Building Trust in Privacy-Preserving Data Ecosystems

As the regulatory landscape continues to evolve, Datavant’s state de-identification product offers an innovative tool for privacy officers and data custodians alike. By addressing both state-specific and HIPAA requirements, companies can stay ahead of regulatory demands and build trust across data partners and end-users. For life sciences organizations, this can lead to faster, more reliable access to the datasets they need to drive research and innovation while supporting high privacy standards.

As life sciences companies increasingly rely on SDOH data to drive insights, the need for privacy-preserving solutions grows. Data ecosystems like Datavant’s, which link real-world datasets while safeguarding privacy, are critical to driving innovation in healthcare. By integrating state de-identified SDOH data, life sciences can gain a more comprehensive view of patient populations, uncover social factors that impact health outcomes, and ultimately guide clinical research that improves health. 

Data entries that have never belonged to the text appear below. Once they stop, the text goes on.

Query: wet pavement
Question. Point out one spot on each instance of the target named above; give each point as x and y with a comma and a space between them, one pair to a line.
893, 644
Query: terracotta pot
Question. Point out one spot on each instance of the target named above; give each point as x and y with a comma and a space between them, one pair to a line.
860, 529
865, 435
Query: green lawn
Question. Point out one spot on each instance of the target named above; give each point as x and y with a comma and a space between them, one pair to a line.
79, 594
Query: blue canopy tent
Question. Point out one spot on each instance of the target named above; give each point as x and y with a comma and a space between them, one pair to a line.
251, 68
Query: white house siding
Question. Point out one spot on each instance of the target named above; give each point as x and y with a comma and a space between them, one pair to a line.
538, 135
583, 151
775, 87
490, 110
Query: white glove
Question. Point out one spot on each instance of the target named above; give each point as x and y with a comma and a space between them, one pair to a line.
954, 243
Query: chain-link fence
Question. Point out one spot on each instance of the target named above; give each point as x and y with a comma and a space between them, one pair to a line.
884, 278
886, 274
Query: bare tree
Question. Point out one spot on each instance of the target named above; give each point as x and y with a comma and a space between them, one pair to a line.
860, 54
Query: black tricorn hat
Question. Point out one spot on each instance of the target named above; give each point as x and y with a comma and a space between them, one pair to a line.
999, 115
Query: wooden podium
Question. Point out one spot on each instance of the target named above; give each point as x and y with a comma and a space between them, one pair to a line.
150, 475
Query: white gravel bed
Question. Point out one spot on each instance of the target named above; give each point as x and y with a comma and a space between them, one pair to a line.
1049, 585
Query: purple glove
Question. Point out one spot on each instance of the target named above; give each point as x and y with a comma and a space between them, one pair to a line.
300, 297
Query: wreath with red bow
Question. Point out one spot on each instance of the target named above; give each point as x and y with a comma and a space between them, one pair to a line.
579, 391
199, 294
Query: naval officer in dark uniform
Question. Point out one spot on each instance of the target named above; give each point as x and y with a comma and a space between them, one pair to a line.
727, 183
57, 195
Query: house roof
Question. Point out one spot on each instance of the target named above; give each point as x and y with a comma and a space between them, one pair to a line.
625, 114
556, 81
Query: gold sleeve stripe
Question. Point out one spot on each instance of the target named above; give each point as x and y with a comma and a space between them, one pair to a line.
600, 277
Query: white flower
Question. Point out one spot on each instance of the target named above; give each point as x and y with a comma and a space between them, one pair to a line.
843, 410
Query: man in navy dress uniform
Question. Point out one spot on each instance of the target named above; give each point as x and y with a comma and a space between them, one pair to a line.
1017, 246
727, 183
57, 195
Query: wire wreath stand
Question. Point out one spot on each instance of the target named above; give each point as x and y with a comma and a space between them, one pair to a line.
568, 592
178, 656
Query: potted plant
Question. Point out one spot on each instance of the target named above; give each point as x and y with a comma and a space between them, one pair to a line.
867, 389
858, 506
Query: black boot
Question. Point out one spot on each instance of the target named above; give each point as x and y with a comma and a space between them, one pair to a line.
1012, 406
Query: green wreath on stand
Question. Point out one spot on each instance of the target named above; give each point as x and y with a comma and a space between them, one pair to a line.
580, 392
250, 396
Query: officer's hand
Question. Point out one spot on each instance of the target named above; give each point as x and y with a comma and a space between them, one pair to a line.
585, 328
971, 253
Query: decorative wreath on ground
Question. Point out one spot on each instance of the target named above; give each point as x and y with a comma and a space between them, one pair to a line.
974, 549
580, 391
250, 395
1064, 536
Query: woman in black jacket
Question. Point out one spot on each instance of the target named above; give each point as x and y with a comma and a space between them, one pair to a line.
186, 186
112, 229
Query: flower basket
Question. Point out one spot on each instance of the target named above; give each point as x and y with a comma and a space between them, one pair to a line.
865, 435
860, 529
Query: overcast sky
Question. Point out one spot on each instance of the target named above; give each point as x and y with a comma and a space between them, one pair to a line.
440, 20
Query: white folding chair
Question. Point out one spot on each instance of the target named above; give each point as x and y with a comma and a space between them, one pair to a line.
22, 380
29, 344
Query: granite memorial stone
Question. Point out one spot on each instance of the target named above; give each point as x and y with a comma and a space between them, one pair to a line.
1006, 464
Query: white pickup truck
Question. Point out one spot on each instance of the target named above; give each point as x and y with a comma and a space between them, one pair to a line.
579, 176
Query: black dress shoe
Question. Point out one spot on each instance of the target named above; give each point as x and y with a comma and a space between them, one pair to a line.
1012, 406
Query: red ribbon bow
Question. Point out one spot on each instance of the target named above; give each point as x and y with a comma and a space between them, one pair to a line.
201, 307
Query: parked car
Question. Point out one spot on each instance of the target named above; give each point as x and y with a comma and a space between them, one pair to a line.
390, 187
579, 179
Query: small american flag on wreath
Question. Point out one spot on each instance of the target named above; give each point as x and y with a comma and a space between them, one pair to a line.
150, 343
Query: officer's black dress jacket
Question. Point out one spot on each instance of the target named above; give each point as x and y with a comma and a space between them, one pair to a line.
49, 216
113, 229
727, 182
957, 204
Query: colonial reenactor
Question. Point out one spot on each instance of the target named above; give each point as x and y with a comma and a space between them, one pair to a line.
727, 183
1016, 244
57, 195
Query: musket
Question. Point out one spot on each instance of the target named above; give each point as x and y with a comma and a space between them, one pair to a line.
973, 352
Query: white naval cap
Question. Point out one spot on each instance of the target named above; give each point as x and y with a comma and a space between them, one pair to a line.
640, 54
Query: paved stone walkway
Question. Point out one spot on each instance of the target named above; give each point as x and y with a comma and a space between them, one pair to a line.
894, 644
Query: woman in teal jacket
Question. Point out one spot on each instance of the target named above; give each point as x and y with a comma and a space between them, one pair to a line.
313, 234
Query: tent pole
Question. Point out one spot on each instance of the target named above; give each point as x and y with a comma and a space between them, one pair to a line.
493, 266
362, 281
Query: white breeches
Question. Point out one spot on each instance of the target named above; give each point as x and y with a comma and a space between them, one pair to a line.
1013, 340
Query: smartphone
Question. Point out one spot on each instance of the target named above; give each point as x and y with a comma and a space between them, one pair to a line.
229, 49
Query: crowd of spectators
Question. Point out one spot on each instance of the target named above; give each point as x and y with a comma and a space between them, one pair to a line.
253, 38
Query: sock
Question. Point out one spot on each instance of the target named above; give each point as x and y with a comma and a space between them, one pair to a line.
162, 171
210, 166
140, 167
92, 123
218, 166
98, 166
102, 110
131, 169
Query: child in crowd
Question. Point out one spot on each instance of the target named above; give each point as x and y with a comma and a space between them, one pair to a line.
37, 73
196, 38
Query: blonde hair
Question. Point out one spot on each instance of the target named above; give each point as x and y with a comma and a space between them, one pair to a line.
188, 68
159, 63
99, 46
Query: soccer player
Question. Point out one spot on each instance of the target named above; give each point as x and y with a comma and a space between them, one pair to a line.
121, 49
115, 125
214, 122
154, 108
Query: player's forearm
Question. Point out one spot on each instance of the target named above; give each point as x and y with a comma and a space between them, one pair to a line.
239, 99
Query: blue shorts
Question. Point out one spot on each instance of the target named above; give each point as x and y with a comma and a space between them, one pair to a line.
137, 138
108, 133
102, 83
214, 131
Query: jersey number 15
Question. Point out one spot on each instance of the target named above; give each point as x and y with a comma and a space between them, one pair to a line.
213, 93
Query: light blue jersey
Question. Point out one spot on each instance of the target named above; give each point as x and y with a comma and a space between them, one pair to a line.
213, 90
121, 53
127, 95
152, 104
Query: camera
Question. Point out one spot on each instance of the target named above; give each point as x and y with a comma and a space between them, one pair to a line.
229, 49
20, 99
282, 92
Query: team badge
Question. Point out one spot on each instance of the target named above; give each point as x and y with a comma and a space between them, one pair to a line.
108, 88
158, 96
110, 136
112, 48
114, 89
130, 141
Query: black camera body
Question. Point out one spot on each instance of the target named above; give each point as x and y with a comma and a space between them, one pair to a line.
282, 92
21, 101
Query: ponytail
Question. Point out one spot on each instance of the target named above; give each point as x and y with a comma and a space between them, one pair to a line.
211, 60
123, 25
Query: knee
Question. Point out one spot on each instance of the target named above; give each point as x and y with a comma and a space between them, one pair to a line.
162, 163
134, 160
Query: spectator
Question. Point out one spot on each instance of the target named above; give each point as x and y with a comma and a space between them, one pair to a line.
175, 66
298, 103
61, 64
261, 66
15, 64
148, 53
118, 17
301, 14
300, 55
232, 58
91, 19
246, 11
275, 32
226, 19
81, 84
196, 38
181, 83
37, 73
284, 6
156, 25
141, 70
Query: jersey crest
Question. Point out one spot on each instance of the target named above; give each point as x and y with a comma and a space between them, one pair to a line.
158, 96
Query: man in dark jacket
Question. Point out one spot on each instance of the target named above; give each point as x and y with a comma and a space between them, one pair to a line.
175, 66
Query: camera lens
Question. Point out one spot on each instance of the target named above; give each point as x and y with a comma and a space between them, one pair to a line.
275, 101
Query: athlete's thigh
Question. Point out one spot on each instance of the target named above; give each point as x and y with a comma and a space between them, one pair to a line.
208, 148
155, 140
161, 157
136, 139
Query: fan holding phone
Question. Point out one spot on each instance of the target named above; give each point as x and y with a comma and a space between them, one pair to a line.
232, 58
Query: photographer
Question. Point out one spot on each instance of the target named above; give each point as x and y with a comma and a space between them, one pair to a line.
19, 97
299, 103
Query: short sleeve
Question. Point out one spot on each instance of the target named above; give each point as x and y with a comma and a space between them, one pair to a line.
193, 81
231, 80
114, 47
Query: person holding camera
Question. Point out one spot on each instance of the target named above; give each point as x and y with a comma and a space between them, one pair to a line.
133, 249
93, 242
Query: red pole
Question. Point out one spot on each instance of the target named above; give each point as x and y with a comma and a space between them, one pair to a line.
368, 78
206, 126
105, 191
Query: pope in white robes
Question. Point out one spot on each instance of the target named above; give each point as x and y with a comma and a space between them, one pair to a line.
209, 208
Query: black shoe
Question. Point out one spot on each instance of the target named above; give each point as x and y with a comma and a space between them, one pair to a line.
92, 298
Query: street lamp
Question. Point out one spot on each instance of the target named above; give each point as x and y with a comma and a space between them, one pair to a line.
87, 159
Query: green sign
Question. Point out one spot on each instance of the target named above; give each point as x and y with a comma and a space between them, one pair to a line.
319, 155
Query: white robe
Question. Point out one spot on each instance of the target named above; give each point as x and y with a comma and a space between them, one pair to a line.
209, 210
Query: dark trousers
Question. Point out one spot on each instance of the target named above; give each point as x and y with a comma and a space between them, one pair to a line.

The Power of SDOH Data with Providers and Payers to Close Gaps in Care

Both payers and providers are increasingly utilizing SDOH data to enhance care delivery and improve health equity. By incorporating SDOH data into their strategies, both groups aim to deliver more personalized care, address disparities, and better understand the social factors affecting patient outcomes.

Payers Deploy Targeted Care Using SDOH Data

Payers increasingly leverage SDOH data to meet health equity requirements and enhance care delivery:

  • Tailored Member Programs: Payers develop specialized initiatives like nutrition delivery services and transportation to and from medical appointments.
  • Identifying Care Gaps: SDOH data helps payers identify gaps in care for underserved communities, enabling strategic in-home assessments and interventions.
  • Future Risk Adjustment Models: The Centers for Medicare & Medicaid Services (CMS) plans to incorporate SDOH-related Z codes into risk adjustment models, recognizing the significance of SDOH data in assessing healthcare needs.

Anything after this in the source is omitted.